Leroy’s revelation had nothing to do with this. Maybe she was a cryptid. Maybe she was adopted. Crack. Maybe not. It changed nothing. Boom. She wasn’t mad at her parents, she wasn’t angry at this wall – no, any rage she felt was reserved for the ones keeping them here, the ones who had no qualms about letting them suffer, who had shown time and time again that they only wanted them to die.
With one final blast of thunder and a flickering, sustained bolt of lightning that dissipated after a second or so, she finally dropped her arms, looking exhausted – and stiffened, as the last of the thunder faded. Something about the acoustics of the room had changed, somewhere along the way. The door was open. There was no telling how long someone had been watching.

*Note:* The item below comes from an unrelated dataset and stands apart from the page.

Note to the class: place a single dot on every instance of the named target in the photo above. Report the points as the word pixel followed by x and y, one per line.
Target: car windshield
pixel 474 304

“If this is about the noise, I’m finished,” she snaps, without turning around.
By her standards, she was a mess. Her hair was undone, and the loose strands almost seemed to defy gravity, held slightly aloft by static electricity, and she hadn’t yet bothered to change out of the blacks and reds of the beast-team gym uniform. After everything Leroy had said, it was difficult to focus on anything when her train of thought kept jumping off on pointless tangents like wondering whether she might have been born from an egg. It was incredibly frustrating, but none of that really mattered right now. There were other things to worry about, to think about, to focus on. She spun around to face the newcomer.
“You. What do you believe?” Her tone was clipped, but less harsh than it had been a moment ago.